Removes Next Sentence Prediction entirely. Uses dynamic masking (new mask pattern each epoch) instead of static masking. Trains with much larger batches (8K sequences) and more data (160GB vs BERT's 16GB). Trains for longer with more steps. Uses byte-pair encoding instead of WordPiece.

Trade-offs

Consistently outperforms BERT across all benchmarks, establishing that BERT was significantly under-trained. Requires substantially more compute for pre-training but the resulting model is strictly better.

DistilBERT

A smaller, faster version of BERT produced through knowledge distillation.

Key changes

6 layers instead of 12 (removes every other layer). Trained to match BERT's output distributions using a combination of distillation loss (soft targets from teacher), masked language modelling loss, and cosine embedding loss. Initialised from BERT's weights (taking alternating layers).

Trade-offs

40% smaller, 60% faster inference, retains 97% of BERT's performance. An excellent choice when deployment constraints matter more than squeezing out the last percentage point of accuracy.

ALBERT

Reduces parameters dramatically through two factorisation techniques.

Key changes

Factorised embedding parameterisation splits the large vocabulary embedding matrix into two smaller matrices. Cross-layer parameter sharing uses the same parameters for all transformer layers.
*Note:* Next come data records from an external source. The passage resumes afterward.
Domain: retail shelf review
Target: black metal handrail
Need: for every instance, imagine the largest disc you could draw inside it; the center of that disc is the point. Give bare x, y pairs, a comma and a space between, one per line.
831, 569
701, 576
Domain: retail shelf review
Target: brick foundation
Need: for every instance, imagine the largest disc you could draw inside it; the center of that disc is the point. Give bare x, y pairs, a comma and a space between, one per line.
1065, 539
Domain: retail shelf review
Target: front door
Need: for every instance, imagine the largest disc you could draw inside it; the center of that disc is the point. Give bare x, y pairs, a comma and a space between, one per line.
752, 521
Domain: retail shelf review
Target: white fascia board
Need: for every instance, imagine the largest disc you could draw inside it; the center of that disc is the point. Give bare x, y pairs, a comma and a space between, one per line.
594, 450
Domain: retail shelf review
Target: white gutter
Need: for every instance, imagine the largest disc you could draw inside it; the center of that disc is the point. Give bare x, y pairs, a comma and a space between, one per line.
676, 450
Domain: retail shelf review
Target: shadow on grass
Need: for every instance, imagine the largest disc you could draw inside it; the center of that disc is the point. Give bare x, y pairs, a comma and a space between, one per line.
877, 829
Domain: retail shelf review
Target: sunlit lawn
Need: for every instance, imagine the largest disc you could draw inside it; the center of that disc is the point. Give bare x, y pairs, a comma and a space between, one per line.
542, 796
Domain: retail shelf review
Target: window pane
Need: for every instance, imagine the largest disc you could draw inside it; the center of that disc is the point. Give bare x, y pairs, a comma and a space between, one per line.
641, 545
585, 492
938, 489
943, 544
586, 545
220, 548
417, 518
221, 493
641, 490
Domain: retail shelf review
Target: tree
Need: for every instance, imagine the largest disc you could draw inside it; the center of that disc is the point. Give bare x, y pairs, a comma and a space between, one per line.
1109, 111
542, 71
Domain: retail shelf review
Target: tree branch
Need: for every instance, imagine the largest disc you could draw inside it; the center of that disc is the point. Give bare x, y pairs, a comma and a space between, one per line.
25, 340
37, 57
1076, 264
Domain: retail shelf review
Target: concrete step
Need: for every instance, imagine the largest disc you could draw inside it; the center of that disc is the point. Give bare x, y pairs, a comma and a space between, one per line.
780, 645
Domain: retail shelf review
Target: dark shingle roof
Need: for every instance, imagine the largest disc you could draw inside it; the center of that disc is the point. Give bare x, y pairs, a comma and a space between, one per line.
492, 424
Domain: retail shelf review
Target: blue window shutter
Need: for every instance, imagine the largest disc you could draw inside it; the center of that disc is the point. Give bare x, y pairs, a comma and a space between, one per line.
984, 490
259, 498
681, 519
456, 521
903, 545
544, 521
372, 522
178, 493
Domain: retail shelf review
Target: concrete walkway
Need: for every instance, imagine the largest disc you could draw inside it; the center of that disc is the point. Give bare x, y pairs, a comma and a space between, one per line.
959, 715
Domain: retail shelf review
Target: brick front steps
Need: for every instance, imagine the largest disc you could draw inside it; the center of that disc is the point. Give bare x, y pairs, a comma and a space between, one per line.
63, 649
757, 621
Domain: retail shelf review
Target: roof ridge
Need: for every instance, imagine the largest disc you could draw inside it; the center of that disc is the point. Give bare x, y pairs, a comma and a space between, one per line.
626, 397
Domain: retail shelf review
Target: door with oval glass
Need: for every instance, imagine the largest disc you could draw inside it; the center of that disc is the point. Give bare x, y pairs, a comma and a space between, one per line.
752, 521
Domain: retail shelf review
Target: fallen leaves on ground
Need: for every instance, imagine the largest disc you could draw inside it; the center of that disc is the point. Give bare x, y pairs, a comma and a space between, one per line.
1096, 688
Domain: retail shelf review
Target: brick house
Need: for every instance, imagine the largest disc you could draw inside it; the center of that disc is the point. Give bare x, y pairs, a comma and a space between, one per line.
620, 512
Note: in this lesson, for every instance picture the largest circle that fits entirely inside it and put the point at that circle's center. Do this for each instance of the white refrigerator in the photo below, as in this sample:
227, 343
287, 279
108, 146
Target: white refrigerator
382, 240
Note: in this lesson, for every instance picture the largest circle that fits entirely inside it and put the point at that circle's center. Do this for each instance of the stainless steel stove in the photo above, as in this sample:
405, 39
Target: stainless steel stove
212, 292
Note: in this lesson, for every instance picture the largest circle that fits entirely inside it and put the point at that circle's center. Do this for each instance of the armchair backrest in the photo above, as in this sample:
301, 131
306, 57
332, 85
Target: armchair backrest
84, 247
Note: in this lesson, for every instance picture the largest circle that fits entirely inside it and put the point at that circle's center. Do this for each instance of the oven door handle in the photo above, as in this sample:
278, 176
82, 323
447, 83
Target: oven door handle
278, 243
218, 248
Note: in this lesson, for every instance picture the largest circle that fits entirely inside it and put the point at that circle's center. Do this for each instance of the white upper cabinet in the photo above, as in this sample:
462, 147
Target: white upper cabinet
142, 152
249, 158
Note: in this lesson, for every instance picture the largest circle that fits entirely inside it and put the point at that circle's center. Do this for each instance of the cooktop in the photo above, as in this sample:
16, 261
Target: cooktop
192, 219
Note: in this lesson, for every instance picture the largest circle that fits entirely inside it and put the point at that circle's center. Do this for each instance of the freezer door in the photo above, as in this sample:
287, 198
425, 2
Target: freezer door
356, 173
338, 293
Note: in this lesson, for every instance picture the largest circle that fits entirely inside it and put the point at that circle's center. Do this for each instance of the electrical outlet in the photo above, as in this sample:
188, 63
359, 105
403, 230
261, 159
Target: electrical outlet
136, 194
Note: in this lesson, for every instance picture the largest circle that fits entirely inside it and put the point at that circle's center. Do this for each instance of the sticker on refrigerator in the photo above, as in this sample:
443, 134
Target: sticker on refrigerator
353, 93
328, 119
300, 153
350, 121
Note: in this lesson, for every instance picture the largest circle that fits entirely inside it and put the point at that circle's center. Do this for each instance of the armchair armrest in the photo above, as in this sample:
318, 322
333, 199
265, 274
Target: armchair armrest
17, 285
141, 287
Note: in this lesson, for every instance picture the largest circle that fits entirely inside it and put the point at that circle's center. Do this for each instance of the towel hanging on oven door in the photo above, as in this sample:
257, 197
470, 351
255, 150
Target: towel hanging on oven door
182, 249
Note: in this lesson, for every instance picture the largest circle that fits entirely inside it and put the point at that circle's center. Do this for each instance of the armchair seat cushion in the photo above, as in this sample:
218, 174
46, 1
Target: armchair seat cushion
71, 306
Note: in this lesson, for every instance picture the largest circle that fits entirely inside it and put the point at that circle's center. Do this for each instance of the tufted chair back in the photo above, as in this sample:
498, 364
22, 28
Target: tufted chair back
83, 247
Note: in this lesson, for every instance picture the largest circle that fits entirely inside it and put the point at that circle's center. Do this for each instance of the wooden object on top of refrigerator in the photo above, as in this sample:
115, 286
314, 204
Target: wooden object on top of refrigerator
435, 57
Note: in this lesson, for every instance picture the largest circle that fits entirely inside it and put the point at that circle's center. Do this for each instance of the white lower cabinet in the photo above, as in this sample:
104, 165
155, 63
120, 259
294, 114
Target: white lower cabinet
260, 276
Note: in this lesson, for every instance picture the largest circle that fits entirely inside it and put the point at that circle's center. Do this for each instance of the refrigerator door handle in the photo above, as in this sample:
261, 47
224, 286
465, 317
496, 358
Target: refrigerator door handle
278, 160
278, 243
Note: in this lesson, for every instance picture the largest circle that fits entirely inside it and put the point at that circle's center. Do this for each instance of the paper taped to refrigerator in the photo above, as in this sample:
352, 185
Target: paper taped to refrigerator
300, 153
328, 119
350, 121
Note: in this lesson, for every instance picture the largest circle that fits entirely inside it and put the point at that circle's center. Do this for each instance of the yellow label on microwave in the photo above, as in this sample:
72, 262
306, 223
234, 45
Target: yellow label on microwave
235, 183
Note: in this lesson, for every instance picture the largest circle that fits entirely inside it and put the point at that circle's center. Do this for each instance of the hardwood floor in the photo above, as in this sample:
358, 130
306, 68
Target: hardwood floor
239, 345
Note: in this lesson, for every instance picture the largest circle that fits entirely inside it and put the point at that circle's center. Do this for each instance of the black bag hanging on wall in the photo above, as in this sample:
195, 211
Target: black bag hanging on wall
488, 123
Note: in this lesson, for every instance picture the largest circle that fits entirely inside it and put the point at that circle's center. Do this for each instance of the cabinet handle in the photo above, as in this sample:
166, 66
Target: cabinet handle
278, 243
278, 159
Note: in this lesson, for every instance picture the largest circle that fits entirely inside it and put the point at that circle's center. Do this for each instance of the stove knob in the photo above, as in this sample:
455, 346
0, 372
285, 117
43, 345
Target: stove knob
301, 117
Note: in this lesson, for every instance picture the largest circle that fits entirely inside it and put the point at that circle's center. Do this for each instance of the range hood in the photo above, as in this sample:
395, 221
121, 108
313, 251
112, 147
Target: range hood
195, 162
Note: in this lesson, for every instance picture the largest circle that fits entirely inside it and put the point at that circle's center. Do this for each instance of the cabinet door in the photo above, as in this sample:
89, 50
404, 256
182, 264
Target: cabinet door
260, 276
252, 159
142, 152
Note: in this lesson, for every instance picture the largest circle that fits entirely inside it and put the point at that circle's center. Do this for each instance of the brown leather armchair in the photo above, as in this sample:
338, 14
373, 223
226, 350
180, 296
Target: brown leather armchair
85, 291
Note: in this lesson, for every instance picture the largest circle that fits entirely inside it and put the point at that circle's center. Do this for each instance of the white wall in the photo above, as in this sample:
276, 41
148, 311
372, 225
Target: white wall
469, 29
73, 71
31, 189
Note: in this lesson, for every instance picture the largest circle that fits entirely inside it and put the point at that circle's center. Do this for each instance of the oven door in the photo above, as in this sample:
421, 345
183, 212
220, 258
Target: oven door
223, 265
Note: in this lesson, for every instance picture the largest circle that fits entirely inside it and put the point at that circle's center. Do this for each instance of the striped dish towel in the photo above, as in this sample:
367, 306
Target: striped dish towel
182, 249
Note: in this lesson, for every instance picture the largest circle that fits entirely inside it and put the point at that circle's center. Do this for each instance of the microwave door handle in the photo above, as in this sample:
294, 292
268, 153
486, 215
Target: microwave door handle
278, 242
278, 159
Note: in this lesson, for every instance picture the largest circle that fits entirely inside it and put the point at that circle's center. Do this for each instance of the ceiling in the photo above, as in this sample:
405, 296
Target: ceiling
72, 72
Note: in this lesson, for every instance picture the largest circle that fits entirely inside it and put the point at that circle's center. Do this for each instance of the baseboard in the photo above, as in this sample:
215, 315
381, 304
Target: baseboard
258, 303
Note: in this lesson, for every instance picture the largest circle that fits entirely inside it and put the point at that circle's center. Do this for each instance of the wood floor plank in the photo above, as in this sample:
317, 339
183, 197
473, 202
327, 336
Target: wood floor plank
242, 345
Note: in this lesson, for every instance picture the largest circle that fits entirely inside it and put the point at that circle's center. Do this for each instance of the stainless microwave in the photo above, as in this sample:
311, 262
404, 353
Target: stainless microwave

Replaces NSP with Sentence Order Prediction (SOP), which is harder and more useful.

Trade-offs

ALBERT-xxlarge achieves state-of-the-art results with fewer parameters than BERT-Large, but inference is not faster because the same parameters are applied sequentially across layers. Parameter reduction is about memory, not speed.

ELECTRA

Replaces masked token prediction with a more sample-efficient discriminative objective.

Key changes

Uses a generator-discriminator setup. A small generator (like a small masked LM) produces plausible replacement tokens. The main model (discriminator) predicts for every token whether it is original or replaced. This "replaced token detection" provides a training signal for all tokens, not just the 15% that are masked.

Trade-offs

Significantly more sample-efficient than BERT. ELECTRA-Small trained on one GPU for 4 days matches GPT trained on a much larger compute budget. The discriminative objective means every token contributes to learning, not just masked positions.